In certain cases, such as anisotropic materials with off diagonal elements, this separation

of polarizations is no longer valid.

In general, you simply set your desired source polarization and, in 2D, FDTD Solutions will

run a TE, TM or combined TE and TM simulation as required.

It is important to think about how the memory and simulation time scale with the grid size.

If we assume that the spatial grid size is uniform and that delta x is the same as delta

y and delta z, then the memory requirements for 3D scale like one over delta x cubed in

3D and one over delta x squared in 2D.

This is obviously expected but what is surprising is that the simulation time increases like

one over delta x to the fourth power in 3D, and to the third power in 2D.

The reason for this, which we will discuss in more detail later, is that you cannot reduce

the spatial grid size without also reducing the size of the time step, delta t.
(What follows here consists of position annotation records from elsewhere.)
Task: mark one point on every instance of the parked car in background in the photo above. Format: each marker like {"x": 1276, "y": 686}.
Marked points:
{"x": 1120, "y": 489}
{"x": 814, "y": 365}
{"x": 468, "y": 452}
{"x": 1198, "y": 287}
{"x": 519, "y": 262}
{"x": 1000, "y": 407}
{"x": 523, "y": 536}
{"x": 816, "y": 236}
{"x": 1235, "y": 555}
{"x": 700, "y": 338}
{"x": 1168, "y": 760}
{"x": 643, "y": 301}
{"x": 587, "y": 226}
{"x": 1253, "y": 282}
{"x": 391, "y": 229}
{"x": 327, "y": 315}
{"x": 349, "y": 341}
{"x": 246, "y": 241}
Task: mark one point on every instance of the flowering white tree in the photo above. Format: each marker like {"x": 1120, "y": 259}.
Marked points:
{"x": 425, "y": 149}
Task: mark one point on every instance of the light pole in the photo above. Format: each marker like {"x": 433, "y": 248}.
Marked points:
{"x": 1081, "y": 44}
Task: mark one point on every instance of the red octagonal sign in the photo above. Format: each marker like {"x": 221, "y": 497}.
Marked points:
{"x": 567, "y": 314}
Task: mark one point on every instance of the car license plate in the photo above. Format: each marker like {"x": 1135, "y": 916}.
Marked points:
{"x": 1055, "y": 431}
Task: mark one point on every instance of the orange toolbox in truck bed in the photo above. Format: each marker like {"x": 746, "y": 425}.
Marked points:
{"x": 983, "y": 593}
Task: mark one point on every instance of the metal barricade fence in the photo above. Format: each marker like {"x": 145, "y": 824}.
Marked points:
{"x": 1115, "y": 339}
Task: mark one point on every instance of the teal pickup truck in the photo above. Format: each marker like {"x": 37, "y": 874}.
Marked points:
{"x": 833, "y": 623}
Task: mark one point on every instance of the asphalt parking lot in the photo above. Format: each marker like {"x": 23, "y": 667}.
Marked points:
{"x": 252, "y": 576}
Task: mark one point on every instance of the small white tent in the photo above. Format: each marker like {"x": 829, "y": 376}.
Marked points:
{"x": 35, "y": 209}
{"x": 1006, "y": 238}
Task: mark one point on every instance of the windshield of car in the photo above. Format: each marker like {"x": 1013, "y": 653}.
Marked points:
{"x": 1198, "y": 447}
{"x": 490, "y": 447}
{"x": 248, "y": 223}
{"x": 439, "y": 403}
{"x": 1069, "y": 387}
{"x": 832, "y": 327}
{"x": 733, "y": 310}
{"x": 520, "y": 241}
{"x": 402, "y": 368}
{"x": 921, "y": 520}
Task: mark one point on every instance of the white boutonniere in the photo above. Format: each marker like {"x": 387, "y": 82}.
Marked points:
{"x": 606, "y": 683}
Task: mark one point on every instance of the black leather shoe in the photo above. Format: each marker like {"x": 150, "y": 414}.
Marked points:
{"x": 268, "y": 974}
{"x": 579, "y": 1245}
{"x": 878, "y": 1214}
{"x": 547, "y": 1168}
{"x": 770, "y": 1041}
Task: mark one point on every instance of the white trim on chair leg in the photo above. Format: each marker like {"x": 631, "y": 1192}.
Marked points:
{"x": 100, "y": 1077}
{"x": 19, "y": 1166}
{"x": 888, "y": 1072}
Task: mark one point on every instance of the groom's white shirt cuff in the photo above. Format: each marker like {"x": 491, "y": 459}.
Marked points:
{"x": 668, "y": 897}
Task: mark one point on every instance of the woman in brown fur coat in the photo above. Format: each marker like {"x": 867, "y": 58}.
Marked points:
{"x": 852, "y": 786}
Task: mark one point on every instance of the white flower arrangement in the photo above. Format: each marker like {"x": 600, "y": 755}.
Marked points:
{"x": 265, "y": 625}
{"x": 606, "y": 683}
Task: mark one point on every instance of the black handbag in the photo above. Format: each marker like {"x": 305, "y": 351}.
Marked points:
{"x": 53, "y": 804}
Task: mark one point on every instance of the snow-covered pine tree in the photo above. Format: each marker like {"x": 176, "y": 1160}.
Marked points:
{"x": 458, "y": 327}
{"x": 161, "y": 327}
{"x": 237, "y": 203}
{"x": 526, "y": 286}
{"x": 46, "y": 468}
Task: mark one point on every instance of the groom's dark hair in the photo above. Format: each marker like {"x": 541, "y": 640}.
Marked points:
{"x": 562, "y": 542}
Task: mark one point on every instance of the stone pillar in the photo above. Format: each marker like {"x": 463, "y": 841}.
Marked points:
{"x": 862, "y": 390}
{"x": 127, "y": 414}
This means that there is a big penalty to pay for using a smaller grid step.

For example, if you reduce your grid size by a factor of 2, your simulation time will

increase by a factor of 16.

Also, we often discuss the grid size not in absolute terms but relative to the wavelength

of light.

We call the ratio of the wavelength, lambda, to the grid size, delta x, the number of grid

points per wavelength, or sometimes just the points per wavelength.

This is a key factor that determines the accuracy of the FDTD simulation.

As a coarse rule of thumb, you can get initial FDTD results with 6 points per wavelength

and many results such as transmission and reflection will be within 10 or 20% of the

correct answer.

By 10 points per wavelength, many results will be within 1 to 2% of the correct result

and it is rare to require more than 20 points per wavelength.

I should note that this is a rule of thumb only and sometimes much smaller meshes are

required to resolve geometric features or to correctly simulate plasmonic effects where

high light confinement can occur.

It is also important to note that the points per wavelength should be defined with respect

to the wavelength in the medium and not the free space wavelength, therefore, for similar

accuracy a smaller grid size should be used in materials with higher refractive index.

Lumerical's FDTD Solutions provides a simple mesh accuracy setting that targets a

minimum points per wavelength in all regions of the simulation and automatically adapts

to the refractive index of the different materials.

The mesh accuracy of 1 through 8 corresponds to points per wavelength targets of 6, 10,

14, 18 and so on up to 34.

The default value is 2 and this is appropriate for most simulations.

Initially, you may want to even use a setting of 1 until everything else is set up properly.

It is rarely useful to use values of larger than 3 or 4 as there is typically something

else that limits the accuracy of the simulation at that point.

For fine geometric structures or situations, such as plasmonic structures, where you know

the light confinement will be high, the mesh can be controlled locally using mesh override

regions.

In the two figures on the lower right hand side, you can see some results of convergence

testing for a 3D CMOS image sensor application.

The first figure shows the fraction of source light that is incident on the silicon surface,

and the fraction incident under the green pixel, as a function of mesh accuracy.

You can see that good results can be obtained with a mesh accuracy setting of 1, that by

2 you have almost achieved a converged result and that there is no point in going beyond

a setting of 4.

In the second figure, you can see the cost in time and memory of the higher mesh accuracy

setting, normalized to a mesh accuracy setting of 1.

You can see that it takes almost 600 times longer to run with a mesh accuracy setting

of 8 compared to 1.

In this application, where a mesh accuracy setting of 1 can run on a single workstation

in a minute or less, this can be the difference between waiting 1 minute and waiting 10 hours

for your simulation to complete yet the results are almost identical!

Clearly, you want to be working where each simulation takes only 1 minute, which makes

it easy to perform complex parameter sweeps and optimization.